We can simplify that a bit:

$$\min_{\lambda,\mu,\nu\ge0}LR(\lambda,\mu,\nu)=\\\max_{d\in\left\{ 0,1\right\} ^{U\times C}}\left(\sum_{u}\sum_{c}\left[\omega_{u,c}-\lambda_{u}+\mu_{u}-\nu_{c}\right]d_{u,c}\\+C_{\max}\sum\lambda_{u}-\sum_{u}\mu_{u}+U_{\max}\sum_{c}\nu_{c}\right).$$

The inner maximization problem is solvable by inspection. Let $\rho_{u,c}= \omega_{u,c}-\lambda_{u}+\mu_{u}-\nu_{c}$. If $\rho_{u,c} > 0$, $d_{u,c}=1$. If $\rho_{u,c} < 0$, $d_{u,c}=0$. If $\rho_{u,c} = 0$, it does not matter (as far as the inner problem goes) what value we give $d_{u,c}$. So we can rewrite the outer (minimization) problem as follows:

$$\min_{\lambda, \mu, \nu \ge 0}LR(\lambda,\mu,\nu)=\\\sum_{u}\sum_{c}\left(\rho_{u,c}\right)^{+}+C_{\max}\sum\lambda_{u}-\sum_{u}\mu_{u}+U_{\max}\sum_{c}\nu_{c}.$$

$LR(\lambda,\mu,\nu)$ is a piecewise-linear function of its arguments, with directional gradients, but is not continuously differentiable. (Things get a bit tricky when you are on a boundary between linear segments, which corresponds to having $\rho_{u,c}=0$ for one or more combinations of $u$ and $c$.)
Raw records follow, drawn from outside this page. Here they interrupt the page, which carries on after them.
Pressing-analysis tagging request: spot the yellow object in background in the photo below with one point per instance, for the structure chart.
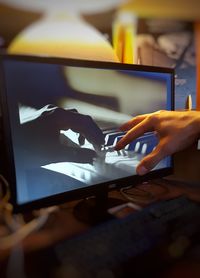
(66, 37)
(124, 37)
(177, 9)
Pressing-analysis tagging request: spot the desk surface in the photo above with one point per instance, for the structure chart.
(63, 225)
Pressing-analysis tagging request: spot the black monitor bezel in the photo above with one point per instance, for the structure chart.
(89, 190)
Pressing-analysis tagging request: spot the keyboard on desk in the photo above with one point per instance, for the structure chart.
(112, 249)
(109, 164)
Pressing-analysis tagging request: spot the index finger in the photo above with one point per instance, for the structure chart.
(134, 133)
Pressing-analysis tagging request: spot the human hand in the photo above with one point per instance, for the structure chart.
(41, 137)
(176, 130)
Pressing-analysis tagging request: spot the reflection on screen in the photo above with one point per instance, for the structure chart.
(65, 124)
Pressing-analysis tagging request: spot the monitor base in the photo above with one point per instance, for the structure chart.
(94, 210)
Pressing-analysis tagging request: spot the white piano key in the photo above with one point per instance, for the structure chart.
(137, 146)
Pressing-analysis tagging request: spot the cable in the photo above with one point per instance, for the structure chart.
(137, 195)
(5, 197)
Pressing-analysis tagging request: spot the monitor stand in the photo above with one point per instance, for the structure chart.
(94, 210)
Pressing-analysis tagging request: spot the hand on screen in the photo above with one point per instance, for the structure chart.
(42, 137)
(176, 130)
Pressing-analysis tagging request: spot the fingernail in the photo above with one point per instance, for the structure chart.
(141, 170)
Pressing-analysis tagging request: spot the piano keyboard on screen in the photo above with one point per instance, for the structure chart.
(109, 164)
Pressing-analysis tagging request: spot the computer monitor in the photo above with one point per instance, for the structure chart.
(61, 120)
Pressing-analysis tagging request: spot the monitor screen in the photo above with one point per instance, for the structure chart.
(62, 120)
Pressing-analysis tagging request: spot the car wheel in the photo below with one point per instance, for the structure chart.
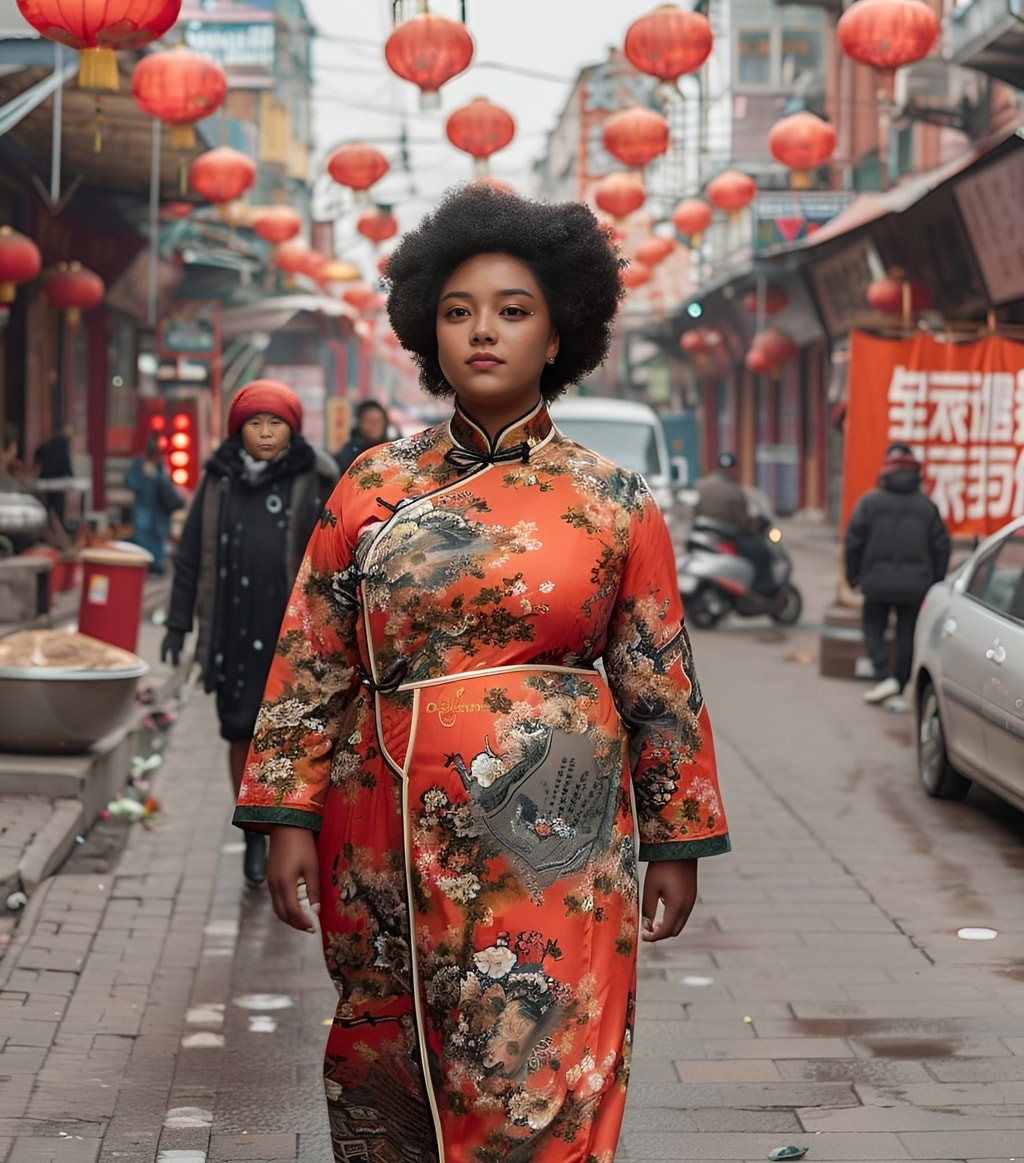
(789, 607)
(937, 773)
(705, 608)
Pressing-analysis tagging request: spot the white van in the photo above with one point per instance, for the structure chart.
(625, 432)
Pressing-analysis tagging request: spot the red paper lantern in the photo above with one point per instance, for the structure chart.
(691, 218)
(481, 129)
(669, 42)
(731, 191)
(179, 87)
(75, 289)
(377, 226)
(357, 165)
(221, 175)
(276, 223)
(428, 50)
(887, 295)
(619, 194)
(888, 34)
(802, 142)
(97, 28)
(775, 300)
(20, 262)
(634, 276)
(654, 250)
(635, 136)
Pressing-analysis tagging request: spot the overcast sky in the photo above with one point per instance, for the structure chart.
(357, 97)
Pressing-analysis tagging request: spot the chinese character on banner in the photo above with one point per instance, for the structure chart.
(959, 406)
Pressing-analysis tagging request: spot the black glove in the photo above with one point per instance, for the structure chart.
(172, 644)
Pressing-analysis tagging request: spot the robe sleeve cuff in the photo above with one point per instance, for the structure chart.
(260, 819)
(685, 849)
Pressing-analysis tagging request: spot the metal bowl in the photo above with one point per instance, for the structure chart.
(50, 711)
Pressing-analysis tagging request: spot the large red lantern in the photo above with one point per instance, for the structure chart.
(654, 250)
(619, 194)
(98, 28)
(731, 191)
(887, 34)
(20, 262)
(179, 87)
(481, 129)
(428, 50)
(276, 223)
(635, 136)
(378, 226)
(75, 289)
(669, 42)
(691, 218)
(894, 295)
(357, 165)
(802, 142)
(775, 299)
(634, 276)
(221, 175)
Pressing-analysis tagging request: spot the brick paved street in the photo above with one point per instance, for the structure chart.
(819, 997)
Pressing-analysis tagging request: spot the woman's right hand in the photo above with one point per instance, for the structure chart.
(292, 858)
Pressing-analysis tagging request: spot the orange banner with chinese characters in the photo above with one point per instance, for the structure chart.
(959, 406)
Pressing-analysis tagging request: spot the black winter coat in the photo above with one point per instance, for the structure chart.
(240, 550)
(896, 546)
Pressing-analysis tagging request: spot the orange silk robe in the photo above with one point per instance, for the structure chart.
(434, 712)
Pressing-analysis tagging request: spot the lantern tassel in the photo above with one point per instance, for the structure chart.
(98, 69)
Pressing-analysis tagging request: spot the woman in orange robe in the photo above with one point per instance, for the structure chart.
(482, 668)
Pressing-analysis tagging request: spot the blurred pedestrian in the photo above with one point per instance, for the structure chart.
(261, 494)
(435, 713)
(896, 548)
(371, 428)
(155, 500)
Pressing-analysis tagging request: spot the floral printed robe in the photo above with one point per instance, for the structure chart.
(435, 714)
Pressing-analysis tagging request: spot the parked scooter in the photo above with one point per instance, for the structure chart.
(716, 579)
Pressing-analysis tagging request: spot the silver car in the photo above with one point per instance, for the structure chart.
(968, 679)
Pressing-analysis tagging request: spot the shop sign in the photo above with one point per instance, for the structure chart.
(959, 406)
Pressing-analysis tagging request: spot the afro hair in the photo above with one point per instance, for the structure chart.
(571, 257)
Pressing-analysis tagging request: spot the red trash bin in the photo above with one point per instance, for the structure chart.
(112, 586)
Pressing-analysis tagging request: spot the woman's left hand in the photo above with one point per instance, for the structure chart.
(674, 884)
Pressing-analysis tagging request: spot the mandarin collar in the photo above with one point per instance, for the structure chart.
(528, 429)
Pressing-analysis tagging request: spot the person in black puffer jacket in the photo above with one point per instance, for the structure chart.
(896, 547)
(260, 498)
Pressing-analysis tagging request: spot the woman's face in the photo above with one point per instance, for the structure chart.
(265, 436)
(495, 334)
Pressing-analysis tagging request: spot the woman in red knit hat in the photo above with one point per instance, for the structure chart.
(254, 511)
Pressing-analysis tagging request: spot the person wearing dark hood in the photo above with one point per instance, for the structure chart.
(257, 502)
(370, 429)
(896, 548)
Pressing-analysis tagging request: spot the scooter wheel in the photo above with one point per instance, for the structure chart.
(788, 607)
(704, 608)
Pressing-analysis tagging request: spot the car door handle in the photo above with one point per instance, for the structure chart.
(996, 653)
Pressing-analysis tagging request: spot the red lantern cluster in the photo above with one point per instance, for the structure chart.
(221, 175)
(357, 165)
(73, 289)
(428, 50)
(635, 136)
(619, 194)
(97, 28)
(731, 191)
(802, 142)
(887, 34)
(20, 262)
(179, 87)
(691, 218)
(669, 42)
(481, 129)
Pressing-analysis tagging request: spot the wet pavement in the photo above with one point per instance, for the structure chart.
(820, 997)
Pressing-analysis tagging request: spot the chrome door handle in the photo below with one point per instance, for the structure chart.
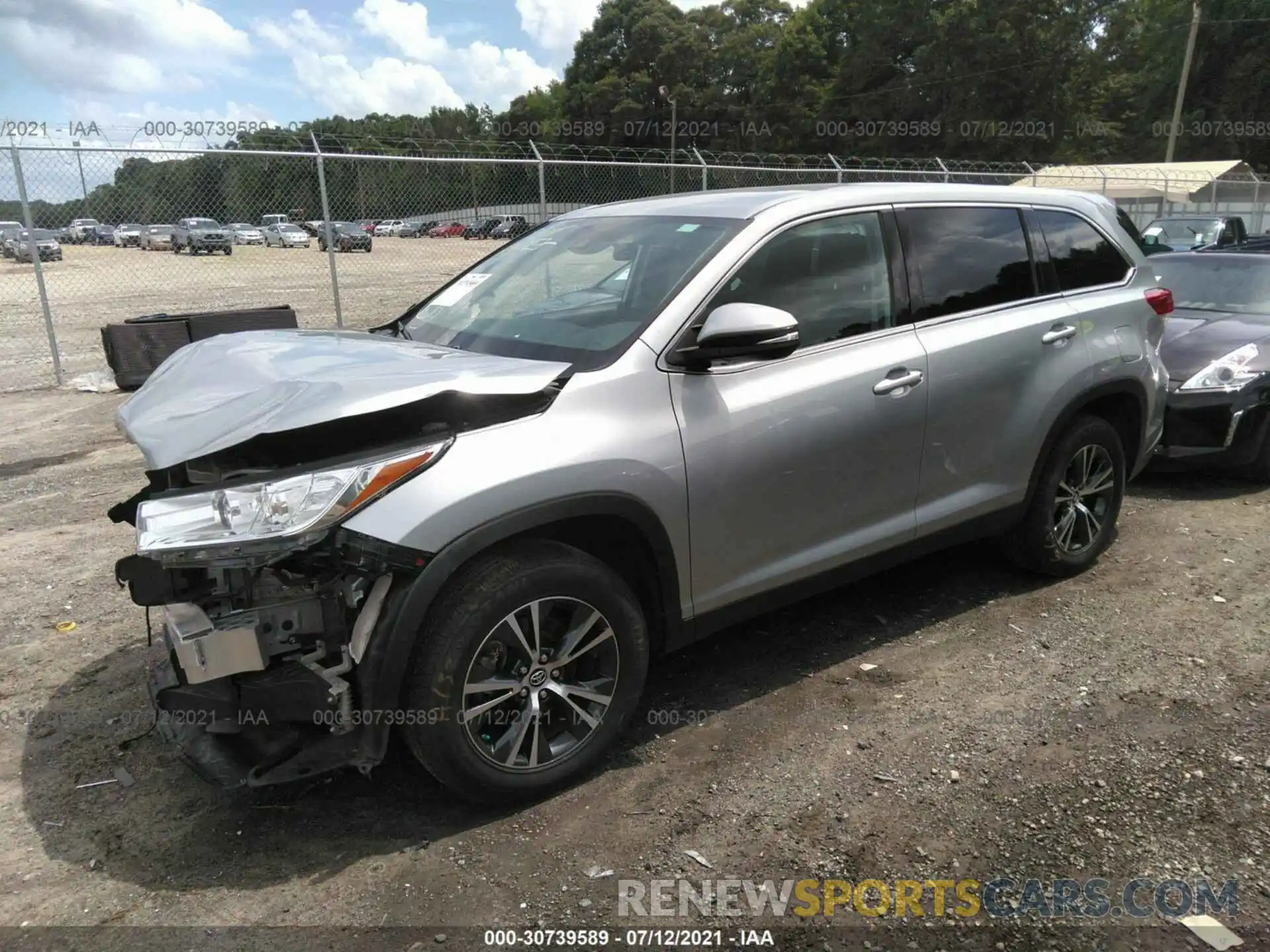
(910, 380)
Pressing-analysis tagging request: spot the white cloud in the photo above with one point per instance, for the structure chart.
(556, 24)
(427, 71)
(134, 46)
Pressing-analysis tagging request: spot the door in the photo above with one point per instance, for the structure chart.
(800, 465)
(1005, 360)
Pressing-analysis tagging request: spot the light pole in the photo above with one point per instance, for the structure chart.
(666, 95)
(83, 186)
(1181, 85)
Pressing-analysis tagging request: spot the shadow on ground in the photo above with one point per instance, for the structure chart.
(172, 832)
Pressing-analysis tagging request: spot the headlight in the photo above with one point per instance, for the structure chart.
(1228, 374)
(299, 509)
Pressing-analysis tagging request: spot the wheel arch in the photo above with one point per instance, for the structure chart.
(1122, 403)
(620, 530)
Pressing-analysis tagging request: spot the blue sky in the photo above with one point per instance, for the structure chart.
(122, 63)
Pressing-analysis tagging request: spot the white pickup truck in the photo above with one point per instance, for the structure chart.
(80, 227)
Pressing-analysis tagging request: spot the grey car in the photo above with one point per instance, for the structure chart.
(155, 238)
(636, 426)
(198, 235)
(286, 237)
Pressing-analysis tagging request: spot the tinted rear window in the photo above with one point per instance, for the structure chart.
(968, 258)
(1082, 258)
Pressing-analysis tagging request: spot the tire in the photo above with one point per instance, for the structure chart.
(1037, 542)
(462, 622)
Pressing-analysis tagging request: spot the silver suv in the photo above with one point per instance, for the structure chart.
(621, 432)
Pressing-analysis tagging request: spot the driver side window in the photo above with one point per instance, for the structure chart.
(831, 274)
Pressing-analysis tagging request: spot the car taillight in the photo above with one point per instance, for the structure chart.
(1161, 300)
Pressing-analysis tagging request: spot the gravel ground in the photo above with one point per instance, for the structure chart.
(1111, 725)
(95, 286)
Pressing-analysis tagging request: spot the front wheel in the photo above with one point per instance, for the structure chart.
(527, 668)
(1072, 514)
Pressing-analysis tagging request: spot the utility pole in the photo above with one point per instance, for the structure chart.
(83, 186)
(1181, 85)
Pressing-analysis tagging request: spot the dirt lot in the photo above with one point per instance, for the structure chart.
(95, 286)
(1094, 725)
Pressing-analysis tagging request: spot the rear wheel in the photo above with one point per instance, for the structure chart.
(527, 668)
(1076, 502)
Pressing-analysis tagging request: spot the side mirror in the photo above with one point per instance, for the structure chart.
(742, 331)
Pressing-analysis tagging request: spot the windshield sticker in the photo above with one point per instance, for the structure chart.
(460, 290)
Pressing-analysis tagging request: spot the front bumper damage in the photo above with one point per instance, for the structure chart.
(1226, 430)
(258, 672)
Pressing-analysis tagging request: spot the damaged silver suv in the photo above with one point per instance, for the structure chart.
(626, 429)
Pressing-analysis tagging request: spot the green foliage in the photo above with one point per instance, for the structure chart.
(992, 80)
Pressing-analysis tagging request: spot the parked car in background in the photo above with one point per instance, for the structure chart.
(41, 241)
(851, 375)
(482, 229)
(1217, 349)
(155, 238)
(198, 235)
(99, 235)
(79, 229)
(511, 226)
(127, 235)
(245, 234)
(286, 237)
(346, 237)
(9, 241)
(1184, 233)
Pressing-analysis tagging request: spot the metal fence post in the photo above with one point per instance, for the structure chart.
(34, 257)
(542, 183)
(1257, 216)
(331, 245)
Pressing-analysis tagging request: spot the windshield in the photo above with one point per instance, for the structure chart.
(1217, 282)
(550, 296)
(1185, 233)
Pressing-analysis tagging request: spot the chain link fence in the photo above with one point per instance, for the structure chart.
(427, 214)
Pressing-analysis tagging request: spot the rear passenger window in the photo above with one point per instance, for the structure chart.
(967, 258)
(1082, 258)
(831, 274)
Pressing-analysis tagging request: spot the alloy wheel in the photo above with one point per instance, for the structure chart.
(1083, 499)
(540, 683)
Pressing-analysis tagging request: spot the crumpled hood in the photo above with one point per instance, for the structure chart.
(222, 391)
(1193, 338)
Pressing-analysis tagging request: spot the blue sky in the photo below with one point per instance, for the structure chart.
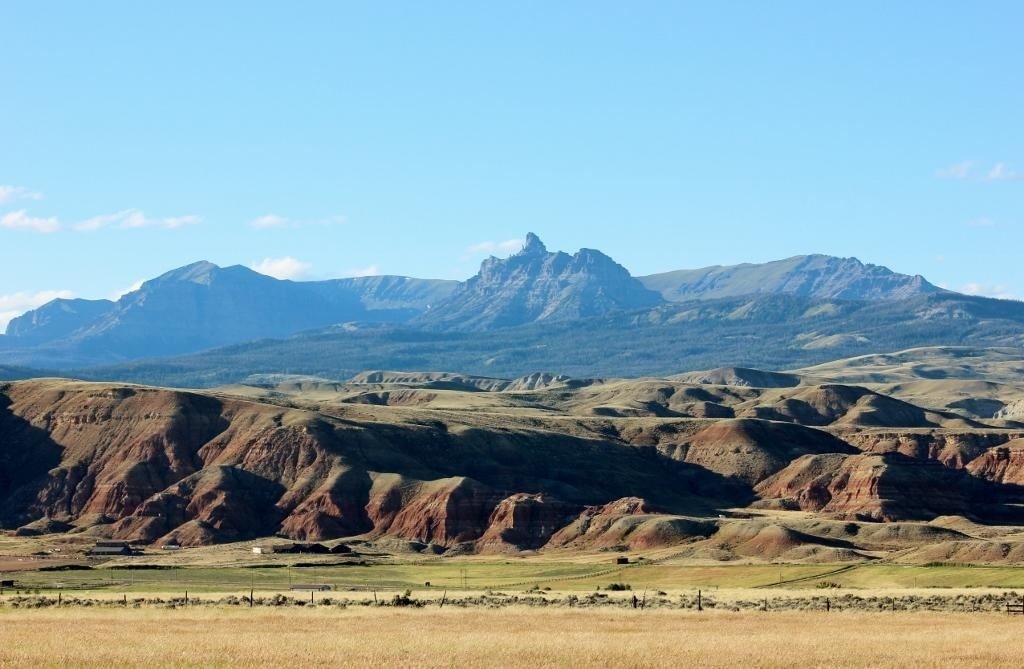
(324, 139)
I coded a sample instance in R and tested both solving the LP relaxation (using CPLEX) and solving the Lagrangean problem, both using a derivative-based method (a version of the BFGS algorithm) and using a couple of derivative-free algorithms (versions of the Nelder-Mead and Hooke-Jeeves [1] algorithms). Importantly, all three algorithms are modified to allow box constraints, so that we can enforce the sign restriction on the multipliers.

You can download my code in the form of an R notebook, containing text, output and the code itself (which can be extracted). In addition to CPLEX, it uses a gaggle of R libraries: magrittr (for convenience); ompr, ompr.roi, ROI and ROI.plugin.cplex for building the LP model and interfacing with CPLEX; and dfoptim for the Nelder-Mead and Hooke-Jeeves algorithms. (The BFGS algorithm comes via the optim() method, part of the built-in stats library.) If you want to play with the code but do not have CPLEX or some of the libraries, you can just delete the lines that load the missing libraries along with the code that uses them.

Based on limited experimentation, I would say that Nelder-Mead did not work well enough to consider, and BFGS did well in some cases but produced somewhat suboptimal results in others. It may be that tweaking some control setting would have helped with the cases where BFGS ran into trouble. Hooke-Jeeves, again in limited testing, consistently matched the LP solution. So if I needed to come up with some hand-coded way to solve the problem without using libraries (and did not want to write my own simplex code), I would seriously consider using Hooke-Jeeves (which I believe is pretty easy to code) on the Lagrangean problem.


[1] Hooke, Robert and Jeeves, T. (1961) "Direct search'' solution of numerical and statistical problems. Journal of the ACM, Vol. 8, No. 2, 212-229.